Tmesiphantes uru

Scientific classification
- Kingdom: Animalia
- Phylum: Arthropoda
- Subphylum: Chelicerata
- Class: Arachnida
- Order: Araneae
- Infraorder: Mygalomorphae
- Family: Theraphosidae
- Genus: Tmesiphantes
- Species: T. uru
- Binomial name: Tmesiphantes uru (Perafán & Pérez-Miles, 2014)
- Synonyms: Melloleitaoina uru Perafán & Pérez-Miles, 2014 ;

= Tmesiphantes uru =

- Authority: (Perafán & Pérez-Miles, 2014)

Species of spider

Tmesiphantes uru is a species of tarantula in the subfamily Theraphosinae. It is endemic to Argentina.

==Taxonomy==
The species was first described in 2014 as Melloleitaoina uru. The specific name uru refers to the Incan myth, telling of the princess Inca Uru, who was transformed into a spider by the gods to do endless spinning. In 2019, it was transferred to the genus Tmesiphantes.

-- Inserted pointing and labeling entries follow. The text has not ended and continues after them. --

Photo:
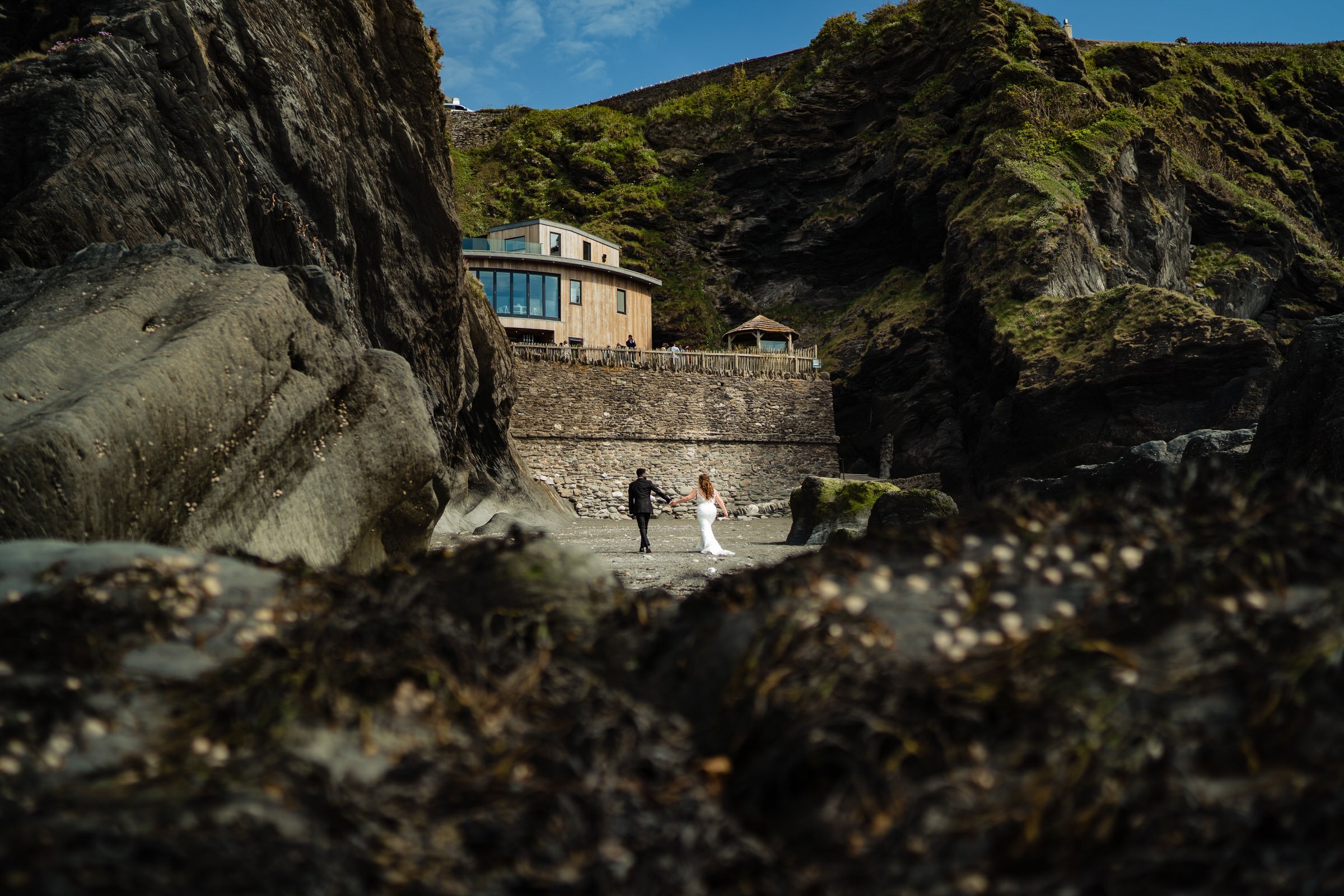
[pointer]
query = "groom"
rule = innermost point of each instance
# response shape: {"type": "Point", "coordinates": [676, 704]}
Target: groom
{"type": "Point", "coordinates": [642, 506]}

==Distinguishing features==
Tmesiphantes uru has (in males) an obvious triangular tooth on the embolus, which is very curved. The female has elongated spermatheca with small granules. It can grow up to 16 mm and has reddish-brown legs, a brown and golden cephalothorax, and a golden-brown urticating patch on the abdomen.